TEHRAN/TEL AVIV — The Middle East lurched toward full-scale regional war on Sunday after Iranian Supreme Leader Ayatollah Ali Khamenei was killed in a sweeping joint US-Israeli aerial bombardment, shattering a fragile nuclear diplomacy track and triggering retaliatory strikes that have already claimed lives across multiple countries.
President Donald Trump confirmed Khamenei’s death, announcing that the operation — dubbed ‘Operation Epic Fury’ — had targeted Iranian military and governmental sites in what he described as ‘heavy and pinpoint bombing’ that would continue through the week or longer if necessary. Up to 40 senior Iranian officials perished alongside the Supreme Leader in the strikes, which marked the second time in eight months the Trump administration has attacked Iran while nuclear negotiations were nominally underway.
In Tehran, the scale of destruction was immediately apparent. Niloofar Square bore some of the heaviest civilian casualties, with Iranian state media reporting at least 20 deaths there. The Gandhi Hospital and a police building sustained damage, and the Nour News outlet described ‘continuous explosions’ reverberating across both eastern and western districts of the capital. Israel separately declared it had struck the ‘heart of Tehran,’ while simultaneously launching attacks on Lebanon and issuing forced evacuation orders for 53 villages and towns in southern Lebanon, including Bint Jbeil. Israeli strikes also hit the towns of Haris, Nabatieh al-Fawqa, and Mefdoun, and the Israeli military said it had targeted senior Hezbollah figures in the Beirut area.

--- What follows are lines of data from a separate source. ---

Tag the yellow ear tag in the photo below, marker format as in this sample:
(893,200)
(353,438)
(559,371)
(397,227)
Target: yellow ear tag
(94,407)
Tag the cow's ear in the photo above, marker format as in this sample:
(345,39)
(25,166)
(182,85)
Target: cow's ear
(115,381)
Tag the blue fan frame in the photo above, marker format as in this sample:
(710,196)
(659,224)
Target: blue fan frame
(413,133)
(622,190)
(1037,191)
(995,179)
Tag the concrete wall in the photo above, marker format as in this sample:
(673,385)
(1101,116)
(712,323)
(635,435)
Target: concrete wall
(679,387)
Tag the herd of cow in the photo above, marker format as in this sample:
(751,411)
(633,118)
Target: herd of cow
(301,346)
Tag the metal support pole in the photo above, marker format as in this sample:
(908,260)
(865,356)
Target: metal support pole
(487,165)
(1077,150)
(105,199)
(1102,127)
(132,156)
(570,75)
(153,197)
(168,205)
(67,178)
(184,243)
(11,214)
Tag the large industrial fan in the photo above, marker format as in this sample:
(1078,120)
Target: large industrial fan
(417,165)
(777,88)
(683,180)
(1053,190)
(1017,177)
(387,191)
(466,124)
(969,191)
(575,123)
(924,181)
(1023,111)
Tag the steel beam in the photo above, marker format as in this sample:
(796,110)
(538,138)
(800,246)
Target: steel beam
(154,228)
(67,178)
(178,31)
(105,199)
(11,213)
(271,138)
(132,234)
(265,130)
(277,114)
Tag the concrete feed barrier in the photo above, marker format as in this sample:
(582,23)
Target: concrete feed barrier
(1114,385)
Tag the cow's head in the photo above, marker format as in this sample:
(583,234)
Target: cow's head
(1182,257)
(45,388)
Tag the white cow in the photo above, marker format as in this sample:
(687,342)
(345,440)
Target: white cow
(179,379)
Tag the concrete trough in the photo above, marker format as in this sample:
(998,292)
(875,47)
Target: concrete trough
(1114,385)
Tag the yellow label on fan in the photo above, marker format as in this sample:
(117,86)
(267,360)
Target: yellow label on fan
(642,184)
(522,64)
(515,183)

Among the most devastating reported incidents was an Israeli strike on a girls’ school in Minab in southern Iran. Iran’s Health Ministry said approximately 180 children were killed in that attack — carried out, according to Iranian authorities, using the same type of missile that struck the Gandhi Hospital in Tehran.
Iran’s retaliation was swift. Missiles and drones rained down on Tel Aviv and Jerusalem, and Iranian strikes targeted US military installations across the region. One person was killed in Bahrain during the Iranian assault on US assets there, and three American soldiers died — a toll confirmed by Trump himself. In central Israel, at least nine people were killed in the city of Beit Shemesh.
The conflict’s reach extended to Cyprus, where a suspected drone struck the UK’s military base at Akrotiri shortly after midnight, though no casualties were reported. UK Prime Minister Keir Starmer had agreed to a US request to use British bases in support of the strikes on Iran, a decision that drew immediate scrutiny given the attack on British soil.
Hezbollah, citing Khamenei’s killing as justification, broke a ceasefire that had been in place since November 2024 and fired a barrage of rockets into northern Israel. Lebanese Prime Minister Nawaf Salam condemned the rocket attack as ‘irresponsible and suspicious,’ while verified footage showed massive traffic jams choking Beirut’s roads as residents fled the capital.

Iranian Foreign Minister Abbas Araghchi dispatched urgent letters to UN Secretary-General Antonio Guterres and the UN Security Council, characterising Khamenei’s killing as a ‘cowardly act of terror’ and a ‘dangerous and unprecedented escalation.’ Seven nations — the United States, Bahrain, Jordan, Kuwait, Qatar, Saudi Arabia, and the UAE — issued a joint statement condemning Iran’s retaliatory strikes.
The conflict’s economic tremors were felt immediately in global energy markets. Japanese trading house Itochu reported disruptions to crude oil and petroleum shipments from the Gulf, with several regional ports affected. Roughly 20 to 30 percent of global seaborne oil shipments transit the Strait of Hormuz, making the waterway a critical pressure point as hostilities intensify.
On the domestic political front in the United States, opposition was crystallising. A Reuters/Ipsos poll found only 25 percent of Americans approved of the US-Israeli attacks on Iran, with 43 percent opposed and 29 percent undecided. Even among Republicans, support was conditional: 55 percent backed the strikes, but 42 percent said they would withdraw support if US troops were killed or wounded — a threshold already crossed. Senator Adam Schiff announced he would join fellow lawmakers in forcing a congressional vote on a war powers resolution, setting up a direct confrontation with the White House over the legal authority for the operation.

Across Pakistan, where Shia Muslims constitute more than 20 percent of a population exceeding 250 million, the killing of Khamenei ignited widespread unrest. At least 20 people died in protests on Sunday — 10 in Karachi, at least eight in Skardu, and two in Islamabad — as security forces deployed tear gas and rubber bullets against crowds that gathered in their thousands near the capital’s Red Zone. Dozens more were wounded nationwide.
Defense Secretary Pete Hegseth was scheduled to address the press Monday morning, as the Pentagon faced mounting questions about the operation’s scope, legal basis, and exit strategy. Trump’s warning that bombing would continue ‘as long as necessary’ signalled no immediate off-ramp, even as the human and geopolitical costs of the most dramatic US military action in years continued to mount by the hour.